Diante desse cenário, surge o alerta de risco: muitas empresas passaram a ser abordadas com ofertas de associação tardia e, em muitos casos, mesmo após o trânsito em julgado de mandado de segurança coletivo, mediante o pagamento de altos valores de honorários advocatícios, com o único objetivo de sugestionar o aproveitamento de decisão judicial em favor dos beneficiários das associações.

No entanto, parece-nos que conferir efeitos patrimoniais retrospectivos aos associados tardios, autorizando-os a repetir indébitos tributários relativos a fatos geradores ocorridos nos cinco anos anteriores à impetração (quando, repita-se, esses mesmos sequer eram associados), representa uma burla aos prazos prescricionais em matéria tributária e coloca os contribuintes em risco ao se aproveitarem de valores "em tese" assegurados por decisão judicial anterior.

Não se desconhece a validade e a regularidade da reunião de associados e filiados se utilizarem de mandado de segurança coletivo para defesa de direitos em matéria tributária. Não há nada de errado nisso. Porém, ao se utilizar do mandado de segurança coletivo como um instrumento comercial de decisões judiciais, visando apenas a associação e filiação de contribuintes para aproveitamento de decisão favorável não parece ser o caminho mais adequado, além de ser muito mais perigoso: há problemas de validade da associação, de representatividade dos contribuintes, de prazos e prescrição, além de prova documental que podem prejudicar e expor o futuro aproveitamento e compensação dos créditos em discussão.

Por isso, a recomendação é cautela. Considerando que as repercussões do aproveitando indevido de créditos tributários que podem doer muito no bolso do empresário, é importante sempre estar bem assessorado por profissionais jurídicos sérios e de confiança que possam avaliar e orientar sobre o melhor caminho a ser seguido.

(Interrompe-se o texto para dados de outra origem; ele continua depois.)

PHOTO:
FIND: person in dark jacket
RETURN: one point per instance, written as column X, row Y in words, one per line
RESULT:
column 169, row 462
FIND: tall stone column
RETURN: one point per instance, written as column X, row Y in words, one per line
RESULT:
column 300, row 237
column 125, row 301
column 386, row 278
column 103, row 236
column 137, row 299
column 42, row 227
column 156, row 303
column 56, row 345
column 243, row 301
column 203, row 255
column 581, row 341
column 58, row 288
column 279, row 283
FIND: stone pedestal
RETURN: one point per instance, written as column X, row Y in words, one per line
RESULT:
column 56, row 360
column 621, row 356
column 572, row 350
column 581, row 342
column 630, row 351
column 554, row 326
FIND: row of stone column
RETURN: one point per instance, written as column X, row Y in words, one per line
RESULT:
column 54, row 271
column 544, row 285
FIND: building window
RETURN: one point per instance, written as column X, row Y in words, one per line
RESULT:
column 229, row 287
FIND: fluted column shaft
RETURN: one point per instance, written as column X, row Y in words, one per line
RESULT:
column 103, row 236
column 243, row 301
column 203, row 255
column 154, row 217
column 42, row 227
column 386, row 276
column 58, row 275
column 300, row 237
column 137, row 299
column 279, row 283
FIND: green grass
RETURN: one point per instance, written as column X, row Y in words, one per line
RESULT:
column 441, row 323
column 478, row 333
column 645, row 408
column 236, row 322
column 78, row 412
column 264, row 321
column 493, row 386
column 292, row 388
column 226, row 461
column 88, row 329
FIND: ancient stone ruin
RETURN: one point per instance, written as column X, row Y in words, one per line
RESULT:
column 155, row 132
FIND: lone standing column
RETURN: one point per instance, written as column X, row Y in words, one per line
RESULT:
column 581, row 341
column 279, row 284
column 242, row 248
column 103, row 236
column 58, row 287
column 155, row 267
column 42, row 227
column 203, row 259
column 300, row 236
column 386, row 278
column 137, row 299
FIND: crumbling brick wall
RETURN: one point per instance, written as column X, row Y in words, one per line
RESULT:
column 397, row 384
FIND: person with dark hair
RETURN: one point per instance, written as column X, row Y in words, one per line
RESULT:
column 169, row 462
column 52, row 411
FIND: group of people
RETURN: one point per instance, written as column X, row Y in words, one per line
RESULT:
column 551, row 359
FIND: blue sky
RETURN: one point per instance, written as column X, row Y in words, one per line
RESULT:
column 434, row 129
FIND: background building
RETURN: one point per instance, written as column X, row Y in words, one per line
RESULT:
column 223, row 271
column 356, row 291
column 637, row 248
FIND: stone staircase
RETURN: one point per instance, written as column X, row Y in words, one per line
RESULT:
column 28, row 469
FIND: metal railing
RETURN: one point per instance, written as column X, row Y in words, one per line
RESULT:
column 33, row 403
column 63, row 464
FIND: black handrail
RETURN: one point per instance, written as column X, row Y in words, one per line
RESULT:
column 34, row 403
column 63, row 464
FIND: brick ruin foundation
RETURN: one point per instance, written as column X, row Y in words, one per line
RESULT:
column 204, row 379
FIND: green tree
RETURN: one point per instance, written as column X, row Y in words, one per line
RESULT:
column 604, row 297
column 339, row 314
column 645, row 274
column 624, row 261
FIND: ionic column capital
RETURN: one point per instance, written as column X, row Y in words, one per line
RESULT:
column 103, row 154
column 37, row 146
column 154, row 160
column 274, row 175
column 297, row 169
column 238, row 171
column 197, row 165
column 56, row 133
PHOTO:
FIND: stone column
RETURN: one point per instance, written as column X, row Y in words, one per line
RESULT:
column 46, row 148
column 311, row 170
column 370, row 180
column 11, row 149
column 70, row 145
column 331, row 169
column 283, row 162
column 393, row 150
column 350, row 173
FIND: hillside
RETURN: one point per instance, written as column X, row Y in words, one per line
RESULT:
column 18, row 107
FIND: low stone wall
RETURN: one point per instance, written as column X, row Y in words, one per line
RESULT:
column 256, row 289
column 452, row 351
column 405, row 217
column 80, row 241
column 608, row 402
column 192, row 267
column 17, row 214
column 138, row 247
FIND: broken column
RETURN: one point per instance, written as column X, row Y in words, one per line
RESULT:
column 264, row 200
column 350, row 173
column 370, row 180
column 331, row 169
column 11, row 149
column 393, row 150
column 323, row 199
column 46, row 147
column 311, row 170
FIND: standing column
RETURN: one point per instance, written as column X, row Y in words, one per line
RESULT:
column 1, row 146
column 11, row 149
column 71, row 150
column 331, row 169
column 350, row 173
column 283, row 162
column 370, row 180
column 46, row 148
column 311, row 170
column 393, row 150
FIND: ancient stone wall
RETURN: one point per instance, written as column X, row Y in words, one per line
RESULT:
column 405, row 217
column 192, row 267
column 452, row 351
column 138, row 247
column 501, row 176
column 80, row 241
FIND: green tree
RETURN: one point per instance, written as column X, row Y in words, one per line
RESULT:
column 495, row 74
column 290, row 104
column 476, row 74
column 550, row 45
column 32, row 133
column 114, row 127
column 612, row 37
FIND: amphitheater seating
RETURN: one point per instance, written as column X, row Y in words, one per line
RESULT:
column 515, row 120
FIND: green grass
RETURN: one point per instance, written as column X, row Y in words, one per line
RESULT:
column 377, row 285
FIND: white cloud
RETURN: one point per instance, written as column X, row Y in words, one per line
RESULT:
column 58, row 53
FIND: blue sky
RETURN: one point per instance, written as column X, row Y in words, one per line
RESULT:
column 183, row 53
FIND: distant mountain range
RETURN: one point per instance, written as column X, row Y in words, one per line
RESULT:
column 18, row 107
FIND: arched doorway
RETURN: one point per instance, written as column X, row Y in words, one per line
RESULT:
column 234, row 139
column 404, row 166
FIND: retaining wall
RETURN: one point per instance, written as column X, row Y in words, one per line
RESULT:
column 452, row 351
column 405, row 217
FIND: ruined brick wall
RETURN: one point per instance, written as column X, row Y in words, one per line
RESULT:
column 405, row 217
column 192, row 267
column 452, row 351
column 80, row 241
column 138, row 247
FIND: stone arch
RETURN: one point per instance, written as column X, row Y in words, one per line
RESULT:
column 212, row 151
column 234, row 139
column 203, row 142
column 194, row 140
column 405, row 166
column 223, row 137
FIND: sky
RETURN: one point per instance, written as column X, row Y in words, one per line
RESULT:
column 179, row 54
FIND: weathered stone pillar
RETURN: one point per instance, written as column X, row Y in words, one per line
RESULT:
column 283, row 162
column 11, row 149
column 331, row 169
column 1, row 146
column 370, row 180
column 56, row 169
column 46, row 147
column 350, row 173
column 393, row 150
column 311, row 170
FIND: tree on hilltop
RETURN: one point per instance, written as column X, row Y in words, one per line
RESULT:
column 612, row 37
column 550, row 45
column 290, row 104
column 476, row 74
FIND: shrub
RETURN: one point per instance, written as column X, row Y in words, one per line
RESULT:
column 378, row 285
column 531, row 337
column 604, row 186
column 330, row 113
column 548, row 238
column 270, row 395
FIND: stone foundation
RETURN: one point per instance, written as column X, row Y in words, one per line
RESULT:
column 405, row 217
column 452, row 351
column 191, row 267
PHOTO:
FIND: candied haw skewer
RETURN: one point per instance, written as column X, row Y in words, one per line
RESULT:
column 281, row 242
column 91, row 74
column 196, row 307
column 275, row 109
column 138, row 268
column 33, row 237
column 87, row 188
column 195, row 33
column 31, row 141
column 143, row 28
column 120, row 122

Não há o que temer quando se é membro de uma associação que tem como intuito a defesa dos interesses comuns de uma categoria. Mas é importante não se aventurar em promessas de associações, sem representatividade, apenas para ganhos imediatos, apenas pela expectativa de aproveitamento de decisão judicial favorável. O conselho é sempre duvidar e questionar, afinal, como diz o ditado "quando a esmola é demais, o santo desconfia!".